Anonymous wrote:Even if people don't like to host in their homes, they should definitely invite you out to a restaurant to reciprocate.
Anonymous wrote:I am the OP.
We have a single friend who comes over fairly often and I never expect a reciprocal invitation from him since he lives in a small apartment with a tiny kitchen. But whenever he comes, he brings over something thoughtful for me, and has even offered to babysit for us on multiple occasions. I love these gestures and he will be invited to my house for a long time to come.
It's the folks who don't reciprocate and have the means to do so that bother me. We have even experienced people coming over, eating, having a great time and never contacting us again. Not even to say thank you.
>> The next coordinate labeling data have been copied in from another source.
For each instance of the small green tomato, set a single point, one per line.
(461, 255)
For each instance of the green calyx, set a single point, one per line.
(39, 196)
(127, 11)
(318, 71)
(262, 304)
I am Indian, and in our culture we have a term for such people - KKK - an acronym that roughly translates to, "Ate, Drank, Outta here."
Anonymous wrote:I don't reciprocate. I am poor, and have no space in my tiny apartment. I eat all my meals on my couch and don't own a table or chairs. So we'd all sit on the couch or my bed. My kitchen is tiny with three feet of counter space separated in half by the sink. I never have people over.
I tend not to accept dinner invites from people who don't know my situation because I assume they will be offended by my lack of reciprocation. I assume if you have an idea of it, you won't expect reciprocation and will be satisfied with my paying the tip when we're out at restaurants, or bringing fresh herb plants when you invite me to your home or something.